Natural Living Made Simple

MANDI MAKES

AHAs and BHAs Explained: The Dynamic Duo in Skincare

AHAs and BHAs

Welcome to the world of skincare, where two acronyms, AHAs and BHAs, reign supreme. These skincare superheroes can transform your skin, leaving it radiant and rejuvenated. But what exactly are they, how do they work, are they good for all skin types? This blog post has AHAs and BHAs explained.

 

What’s on the blog:

 


 

THE ORIGINS OF AHAs and BHAs: NATURE'S GIFTS AND LAB CREATIONS


citrus skincare

AHAs and BHAs are both types of hydroxy acids, but they come from different sources and work in distinct ways. AHAs are typically derived from natural substances like fruits, milk, and sugar cane. The most common AHAs include glycolic acid (from sugar cane), lactic acid (from milk), and citric acid (from citrus fruits).
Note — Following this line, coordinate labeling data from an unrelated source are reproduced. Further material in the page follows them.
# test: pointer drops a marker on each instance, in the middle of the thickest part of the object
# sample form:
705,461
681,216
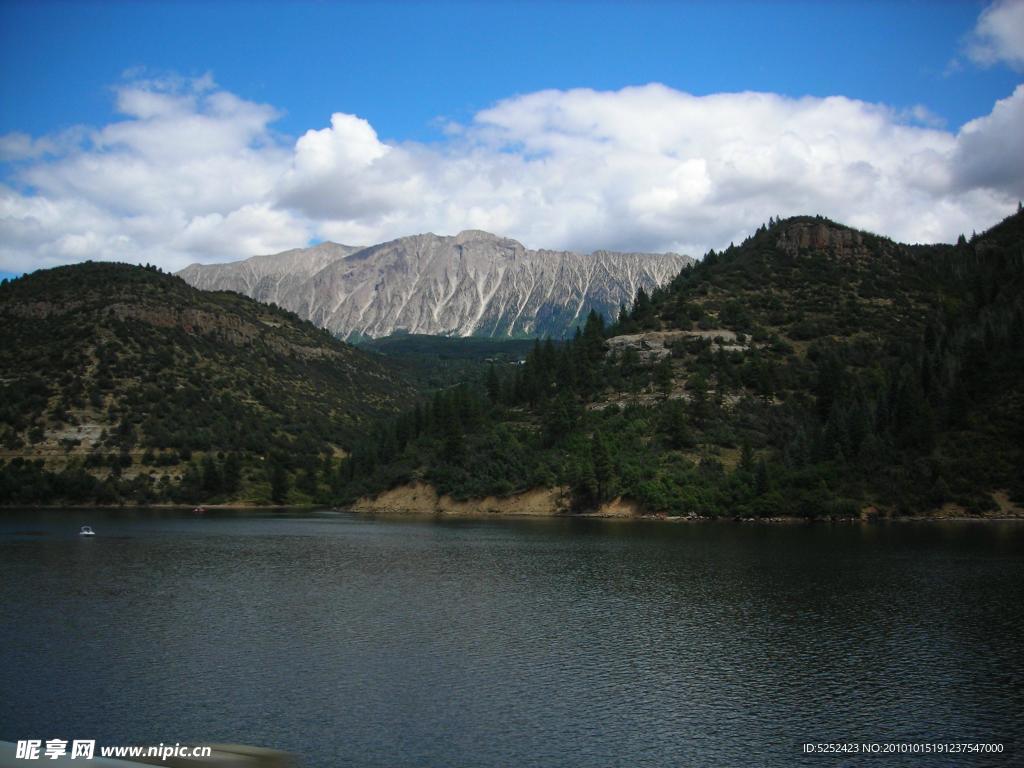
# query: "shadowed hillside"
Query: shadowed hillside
121,383
813,370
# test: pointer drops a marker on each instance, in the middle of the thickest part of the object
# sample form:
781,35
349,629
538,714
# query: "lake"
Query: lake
546,642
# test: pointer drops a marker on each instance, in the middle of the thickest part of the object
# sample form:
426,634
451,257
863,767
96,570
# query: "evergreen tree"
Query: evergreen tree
279,482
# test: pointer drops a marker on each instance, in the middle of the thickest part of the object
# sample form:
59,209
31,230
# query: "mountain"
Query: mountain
125,383
812,371
474,284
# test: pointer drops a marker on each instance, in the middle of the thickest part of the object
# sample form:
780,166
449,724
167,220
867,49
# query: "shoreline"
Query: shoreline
425,504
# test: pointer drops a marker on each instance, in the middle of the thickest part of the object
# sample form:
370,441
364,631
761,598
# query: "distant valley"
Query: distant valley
473,284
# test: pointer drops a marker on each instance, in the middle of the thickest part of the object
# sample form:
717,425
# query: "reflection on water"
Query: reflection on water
356,642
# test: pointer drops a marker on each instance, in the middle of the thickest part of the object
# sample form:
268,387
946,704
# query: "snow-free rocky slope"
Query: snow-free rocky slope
472,284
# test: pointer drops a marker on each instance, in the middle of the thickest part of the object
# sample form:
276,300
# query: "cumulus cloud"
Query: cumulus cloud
194,173
998,35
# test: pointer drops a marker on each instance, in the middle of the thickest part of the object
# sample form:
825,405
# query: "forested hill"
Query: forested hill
122,383
812,370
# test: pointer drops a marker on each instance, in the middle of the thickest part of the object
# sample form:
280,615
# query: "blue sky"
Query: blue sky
444,122
401,66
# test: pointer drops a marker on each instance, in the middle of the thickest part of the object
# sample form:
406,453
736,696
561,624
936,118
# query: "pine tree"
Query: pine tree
279,483
664,376
603,468
494,386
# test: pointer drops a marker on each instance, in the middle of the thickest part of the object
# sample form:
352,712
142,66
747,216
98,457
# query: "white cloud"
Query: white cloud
998,35
193,173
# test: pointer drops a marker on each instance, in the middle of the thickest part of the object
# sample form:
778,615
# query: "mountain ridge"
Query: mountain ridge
471,284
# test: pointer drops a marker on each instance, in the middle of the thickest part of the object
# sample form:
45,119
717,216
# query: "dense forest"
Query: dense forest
124,384
812,370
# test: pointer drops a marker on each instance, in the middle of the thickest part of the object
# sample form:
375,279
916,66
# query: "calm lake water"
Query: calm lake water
359,642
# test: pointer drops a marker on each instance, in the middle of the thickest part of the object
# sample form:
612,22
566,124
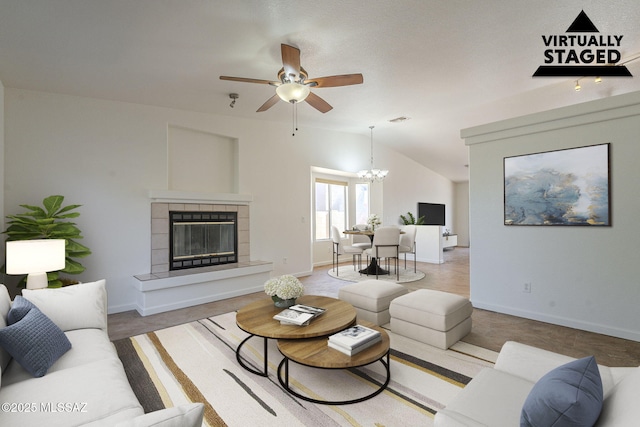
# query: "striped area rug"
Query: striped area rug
196,362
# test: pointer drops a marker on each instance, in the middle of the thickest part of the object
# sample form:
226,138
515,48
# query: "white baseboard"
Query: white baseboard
562,321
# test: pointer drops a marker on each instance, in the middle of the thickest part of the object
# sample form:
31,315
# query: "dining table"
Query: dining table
373,266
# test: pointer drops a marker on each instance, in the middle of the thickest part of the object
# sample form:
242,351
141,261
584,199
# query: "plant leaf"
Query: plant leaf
52,204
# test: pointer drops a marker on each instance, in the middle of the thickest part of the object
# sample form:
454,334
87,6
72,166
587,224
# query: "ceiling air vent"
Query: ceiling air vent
399,119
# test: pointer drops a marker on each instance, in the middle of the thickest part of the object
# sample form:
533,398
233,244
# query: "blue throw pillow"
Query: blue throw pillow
35,342
570,395
19,309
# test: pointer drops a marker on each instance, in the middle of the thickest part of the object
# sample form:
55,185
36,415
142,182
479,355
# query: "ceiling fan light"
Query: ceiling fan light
293,92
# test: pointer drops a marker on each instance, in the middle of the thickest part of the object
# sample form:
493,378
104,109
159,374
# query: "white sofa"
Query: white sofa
495,397
87,385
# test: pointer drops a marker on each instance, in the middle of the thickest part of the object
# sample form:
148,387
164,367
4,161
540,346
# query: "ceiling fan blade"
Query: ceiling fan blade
318,103
334,81
242,79
291,60
270,103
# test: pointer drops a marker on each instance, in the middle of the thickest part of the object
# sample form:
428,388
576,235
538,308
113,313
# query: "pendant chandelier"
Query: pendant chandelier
372,174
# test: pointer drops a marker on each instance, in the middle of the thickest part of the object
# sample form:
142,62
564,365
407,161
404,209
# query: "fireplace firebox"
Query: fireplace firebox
201,239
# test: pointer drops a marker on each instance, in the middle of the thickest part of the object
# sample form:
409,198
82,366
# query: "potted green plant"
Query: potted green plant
410,219
50,222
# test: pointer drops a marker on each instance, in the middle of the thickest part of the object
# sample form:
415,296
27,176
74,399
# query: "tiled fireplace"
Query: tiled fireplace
165,289
160,230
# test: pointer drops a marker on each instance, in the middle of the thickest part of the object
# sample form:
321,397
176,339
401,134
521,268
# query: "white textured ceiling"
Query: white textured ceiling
446,65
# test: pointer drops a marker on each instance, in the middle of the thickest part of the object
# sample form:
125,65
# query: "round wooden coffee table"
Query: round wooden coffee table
316,353
257,320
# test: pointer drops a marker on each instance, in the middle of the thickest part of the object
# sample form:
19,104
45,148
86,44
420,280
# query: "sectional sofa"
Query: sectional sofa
60,369
529,386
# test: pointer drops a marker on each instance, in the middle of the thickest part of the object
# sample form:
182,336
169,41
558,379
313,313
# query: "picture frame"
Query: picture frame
567,187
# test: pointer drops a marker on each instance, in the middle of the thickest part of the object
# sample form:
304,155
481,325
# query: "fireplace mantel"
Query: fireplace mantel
177,196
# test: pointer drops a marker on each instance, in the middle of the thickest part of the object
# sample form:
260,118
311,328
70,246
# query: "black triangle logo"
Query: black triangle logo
582,24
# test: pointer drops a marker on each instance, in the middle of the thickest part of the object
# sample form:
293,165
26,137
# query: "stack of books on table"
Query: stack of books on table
354,339
298,314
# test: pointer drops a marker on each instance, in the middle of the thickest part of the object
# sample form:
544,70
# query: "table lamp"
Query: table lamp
35,258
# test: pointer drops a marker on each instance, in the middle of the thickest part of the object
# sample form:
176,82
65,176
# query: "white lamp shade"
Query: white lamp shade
293,92
35,256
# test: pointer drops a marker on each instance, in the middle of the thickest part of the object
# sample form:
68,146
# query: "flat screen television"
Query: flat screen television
433,213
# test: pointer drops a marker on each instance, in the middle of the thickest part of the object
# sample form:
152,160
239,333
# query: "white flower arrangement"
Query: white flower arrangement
373,221
284,287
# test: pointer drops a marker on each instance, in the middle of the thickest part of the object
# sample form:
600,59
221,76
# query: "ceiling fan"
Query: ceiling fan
294,84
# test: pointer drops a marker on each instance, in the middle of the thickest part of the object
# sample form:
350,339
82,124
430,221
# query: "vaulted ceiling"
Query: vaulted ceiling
445,65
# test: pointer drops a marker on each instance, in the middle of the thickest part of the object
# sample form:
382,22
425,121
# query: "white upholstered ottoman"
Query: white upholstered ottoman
371,298
436,318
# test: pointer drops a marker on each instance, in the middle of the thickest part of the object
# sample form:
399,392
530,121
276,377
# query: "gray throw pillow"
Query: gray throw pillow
569,395
35,342
19,309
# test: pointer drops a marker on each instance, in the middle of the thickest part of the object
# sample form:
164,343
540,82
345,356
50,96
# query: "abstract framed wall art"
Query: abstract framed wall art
562,187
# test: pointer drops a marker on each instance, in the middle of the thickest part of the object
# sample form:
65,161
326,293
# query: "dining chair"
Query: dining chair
408,244
360,240
340,249
385,245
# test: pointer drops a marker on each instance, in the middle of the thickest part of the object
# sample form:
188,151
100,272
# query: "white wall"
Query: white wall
461,213
107,155
582,277
2,221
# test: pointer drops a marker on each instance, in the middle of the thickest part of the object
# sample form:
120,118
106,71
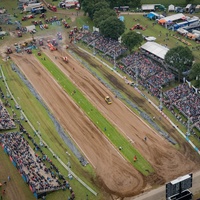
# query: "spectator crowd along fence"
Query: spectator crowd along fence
150,74
5,120
36,169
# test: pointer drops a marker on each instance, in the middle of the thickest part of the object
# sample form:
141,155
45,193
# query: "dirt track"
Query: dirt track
118,176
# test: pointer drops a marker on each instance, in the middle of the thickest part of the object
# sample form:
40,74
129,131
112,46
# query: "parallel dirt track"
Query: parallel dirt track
116,174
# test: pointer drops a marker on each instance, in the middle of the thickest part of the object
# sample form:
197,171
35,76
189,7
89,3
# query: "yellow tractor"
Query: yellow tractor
108,100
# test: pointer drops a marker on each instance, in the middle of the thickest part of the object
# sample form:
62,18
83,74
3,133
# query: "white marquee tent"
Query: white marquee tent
155,49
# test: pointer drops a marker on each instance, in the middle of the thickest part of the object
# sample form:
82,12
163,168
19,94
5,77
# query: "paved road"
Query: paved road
159,193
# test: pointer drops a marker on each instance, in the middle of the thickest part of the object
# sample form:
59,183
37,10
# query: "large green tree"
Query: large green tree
181,58
195,73
112,27
112,3
131,40
101,15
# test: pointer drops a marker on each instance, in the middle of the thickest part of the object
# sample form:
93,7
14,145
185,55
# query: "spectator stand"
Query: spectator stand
6,123
38,192
36,169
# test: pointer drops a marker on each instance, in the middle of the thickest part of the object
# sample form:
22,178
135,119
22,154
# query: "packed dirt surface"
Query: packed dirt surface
117,175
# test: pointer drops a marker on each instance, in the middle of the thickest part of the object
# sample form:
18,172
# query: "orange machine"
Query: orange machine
51,47
65,58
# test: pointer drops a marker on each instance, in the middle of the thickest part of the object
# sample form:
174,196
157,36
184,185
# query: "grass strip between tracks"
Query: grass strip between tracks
117,139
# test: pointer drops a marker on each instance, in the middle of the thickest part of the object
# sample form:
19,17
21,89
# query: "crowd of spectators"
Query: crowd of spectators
5,120
186,100
107,46
38,171
150,74
153,77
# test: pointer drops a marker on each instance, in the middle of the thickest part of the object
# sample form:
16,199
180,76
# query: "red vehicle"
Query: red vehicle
26,17
66,25
51,7
40,42
51,47
9,50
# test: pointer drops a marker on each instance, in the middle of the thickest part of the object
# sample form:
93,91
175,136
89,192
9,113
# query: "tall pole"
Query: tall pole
114,60
68,163
161,103
136,74
74,38
188,127
94,48
38,128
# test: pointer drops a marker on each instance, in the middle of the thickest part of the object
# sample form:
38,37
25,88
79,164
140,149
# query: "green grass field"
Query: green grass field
168,2
36,112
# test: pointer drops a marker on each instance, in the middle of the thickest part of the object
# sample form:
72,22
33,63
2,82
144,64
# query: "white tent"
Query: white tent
155,49
150,39
171,8
30,28
182,31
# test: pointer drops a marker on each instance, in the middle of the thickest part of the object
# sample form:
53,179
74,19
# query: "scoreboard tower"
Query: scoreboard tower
178,188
BHAs, on the other hand, are often found in the bark of willow trees in the form of salicylic acid. While these acids can be sourced naturally, they are often synthesised in laboratories with an idea of creating the ingredient with consistency and "purity" for skincare products.

 

 

NATURAL VS. SYNTHEIC: WHAT'S IN YOUR SKINCARE


Willow bark

When it comes to sourcing AHAs and BHAs for skincare products, natural options stand out for their holistic appeal and numerous benefits. Natural sources, such as fruit extracts and willow bark, are often celebrated not only for their effectiveness but also for their gentle, skin-friendly properties. These natural ingredients are rich in additional nutrients and antioxidants that can enhance the overall health and appearance of your skin.

 



While synthetic versions are crafted to deliver precise concentrations and stable formulations, the natural versions provide equally impressive results, often with added benefits from their organic origins. To ensure you are choosing products with natural AHAs and BHAs, read product labels carefully. Look for mentions of fruit extracts or specific natural ingredients for AHAs and willow bark extract for natural BHA. Opting for these natural sources can enhance your skincare routine by providing a more holistic and nourishing approach to skin health.

 

 

THE SKIN-TRANSFORMING BENEFITS OF AHAs and BHAs

Natural skincare

So, why should you include AHAs and BHAs in your skincare routine? Here’s a breakdown of their benefits:

  • Exfoliation: Both AHAs and BHAs exfoliate the skin, but they do so differently. AHAs work on the skin’s surface to remove dead skin cells, revealing smoother, brighter skin. BHAs penetrate deeper into the pores to unclog them, making them ideal for oily and acne-prone skin.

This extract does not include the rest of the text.